If Snowe and Collins jump it will something that makes sense for them. I see Arlen Specter as doing more of the Lieberman thing - trying to win his Republican primary but then going Indenpendent if he loses and maybe winning the General in November.

That’s not an option for Specter. Pennsylvania law doesn’t allow it. That’s why he has to decide what he’s going to do, switch parties or not, now (or very soon) before the campaign starts.

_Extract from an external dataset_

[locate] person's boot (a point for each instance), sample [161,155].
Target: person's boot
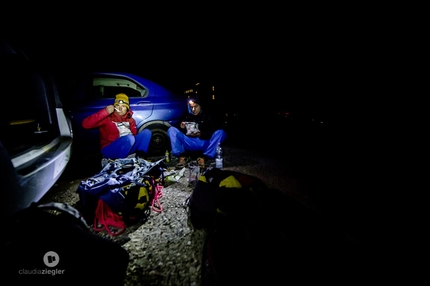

According to the OP’s article,

Problem is, the extremists exist, and on the RW side they exist in very great numbers at the grassroots level (not nearly as great as they seem to assume, but great), and they will demand (and they arguably deserve) a party that represents their views. If they’re not satisfied they might exit and go third-party, or simply stop voting at all; either way, what kind of hopes would the GOP have for the future? They need those votes.

Starboard, please! :wink:

They may, but if they are losing two potential moderate votes for every extremist one they keep, they are in big trouble.
There are ways of defanging the extremists. If Republican primaries became open, moderate independents might vote and help get moderate Republican candidates nominated. Here in California the Democratic primary is open and the Republican one is closed. As moderate Republicans leave the party, the drift to extremism just gets worse, as only the extremists are left. Assuming the Republican powers that be are still rational, they might reverse course, but it is going to take some guts and cleverness.

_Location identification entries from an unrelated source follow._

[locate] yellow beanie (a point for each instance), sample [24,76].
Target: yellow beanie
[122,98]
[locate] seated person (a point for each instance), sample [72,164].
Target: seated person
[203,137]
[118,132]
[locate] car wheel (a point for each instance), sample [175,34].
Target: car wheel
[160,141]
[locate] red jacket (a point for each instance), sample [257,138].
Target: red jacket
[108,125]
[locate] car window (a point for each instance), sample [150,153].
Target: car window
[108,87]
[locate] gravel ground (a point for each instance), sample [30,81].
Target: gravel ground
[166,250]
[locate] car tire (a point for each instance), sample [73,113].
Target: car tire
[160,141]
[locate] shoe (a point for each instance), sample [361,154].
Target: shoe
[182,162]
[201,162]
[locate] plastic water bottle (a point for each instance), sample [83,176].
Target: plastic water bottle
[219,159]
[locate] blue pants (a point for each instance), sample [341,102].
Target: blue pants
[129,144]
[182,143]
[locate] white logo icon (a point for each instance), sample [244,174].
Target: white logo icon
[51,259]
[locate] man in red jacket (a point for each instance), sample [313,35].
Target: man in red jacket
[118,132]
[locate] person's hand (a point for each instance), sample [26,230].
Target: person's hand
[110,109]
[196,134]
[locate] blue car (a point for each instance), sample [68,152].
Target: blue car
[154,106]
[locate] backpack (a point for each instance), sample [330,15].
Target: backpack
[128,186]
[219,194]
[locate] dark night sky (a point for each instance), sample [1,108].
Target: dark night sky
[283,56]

As long as the perception is commonplace among the GOP base that the US is basically a right-leaning nation, and their problem is that they haven’t been socially-conservative enough, that ain’t gonna happen.

But, if Specter pulls a Lieberman (except running as an I from the start) does he still caucus with the Republicans or shore up support among the center and caucus with the Dems as a Blue Dog/Ind.-type?

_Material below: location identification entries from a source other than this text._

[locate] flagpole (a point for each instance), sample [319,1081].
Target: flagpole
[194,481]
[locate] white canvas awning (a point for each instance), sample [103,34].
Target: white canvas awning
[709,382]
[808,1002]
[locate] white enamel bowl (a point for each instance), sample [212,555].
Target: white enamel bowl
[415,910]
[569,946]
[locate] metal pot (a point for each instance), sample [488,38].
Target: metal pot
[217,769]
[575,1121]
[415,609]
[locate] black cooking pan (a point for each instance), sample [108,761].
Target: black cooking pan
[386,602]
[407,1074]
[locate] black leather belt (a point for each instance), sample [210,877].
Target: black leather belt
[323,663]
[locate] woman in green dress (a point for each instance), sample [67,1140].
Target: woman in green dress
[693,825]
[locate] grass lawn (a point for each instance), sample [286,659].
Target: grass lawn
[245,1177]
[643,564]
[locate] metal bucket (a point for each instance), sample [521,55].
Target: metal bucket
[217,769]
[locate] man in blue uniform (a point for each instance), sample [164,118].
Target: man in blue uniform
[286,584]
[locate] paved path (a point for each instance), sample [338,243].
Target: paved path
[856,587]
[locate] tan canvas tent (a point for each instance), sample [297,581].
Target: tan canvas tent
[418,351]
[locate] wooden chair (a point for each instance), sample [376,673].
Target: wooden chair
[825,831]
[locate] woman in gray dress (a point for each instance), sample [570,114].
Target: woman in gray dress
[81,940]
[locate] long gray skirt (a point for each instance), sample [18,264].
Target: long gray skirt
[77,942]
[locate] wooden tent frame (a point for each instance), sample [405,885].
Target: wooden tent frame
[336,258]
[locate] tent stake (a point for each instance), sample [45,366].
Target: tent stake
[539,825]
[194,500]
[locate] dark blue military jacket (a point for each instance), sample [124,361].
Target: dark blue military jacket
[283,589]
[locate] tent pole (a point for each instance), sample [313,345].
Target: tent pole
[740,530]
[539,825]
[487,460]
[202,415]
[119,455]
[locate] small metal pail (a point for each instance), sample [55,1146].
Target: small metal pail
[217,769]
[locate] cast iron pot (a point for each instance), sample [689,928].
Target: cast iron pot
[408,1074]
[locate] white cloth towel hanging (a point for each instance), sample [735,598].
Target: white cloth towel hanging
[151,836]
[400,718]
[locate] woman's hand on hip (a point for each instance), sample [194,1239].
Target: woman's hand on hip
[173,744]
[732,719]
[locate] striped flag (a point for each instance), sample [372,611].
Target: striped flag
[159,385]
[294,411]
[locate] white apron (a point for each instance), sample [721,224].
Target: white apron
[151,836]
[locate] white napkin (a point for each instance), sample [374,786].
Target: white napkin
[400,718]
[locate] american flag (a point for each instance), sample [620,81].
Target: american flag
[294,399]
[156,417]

Specter is not only old, but he’s been battling lymphoma for years. I would think he’ll just hang it up.

Okay, true enough…for now. But I’ll bet that’s what Lincoln Chafee said as well. He just didn’t see the handwriting on the wall. Maybe the ladies will fare better…but to what end? Risk getting booted out of office by the electorate for the privilege of being the freakshow moderates in a party that despises them and which is too far to the right to be reformed?

They really need to study the Pew Political Typology, particularly the percentage figures. “Social Conservatives” make up only 11% of the population. Add all the other Republican-leaning groups and you still have a minority.

:smack: how dense of me …and I call myself an oarsman.

See? This is what I don’t get. from where do they get this perception?

I think it partly has to do with their common conviction that they are the “Real Americans”, and all the people who disagree with them are freaks. If they are only a shrinking minority they can’t claim that.

I’ve also noticed that quite a few extremists ( and not just right wing Republicans ) have a conviction that most people actually agree with them or would if they knew the “real facts”, but are lying or deceived by the enemy. Like the anti-evolution nuts who claim that scientists are lying, or the right wingers who kept trying to prove to the country that Clinton slept around and couldn’t grasp that most people knew, but didn’t really care.

Another factor is that right-wingers mostly associate with other right-wingers. If all of the folks in your social circle have some particular quality, then it’s easy to jump to the conclusion that most folks, period, share that quality. This isn’t limited to right-wingers, either: For any personality trait or view or whatever you care to name, most people with that trait will tend to associate with others like themselves.

Or like the batshit insane wing of the Republican party who believe that President Obama is an illegal alien/communist/socialist/Marxist. They’re just so sure that it’ll all come to light and Obama will be impeached. Any day now.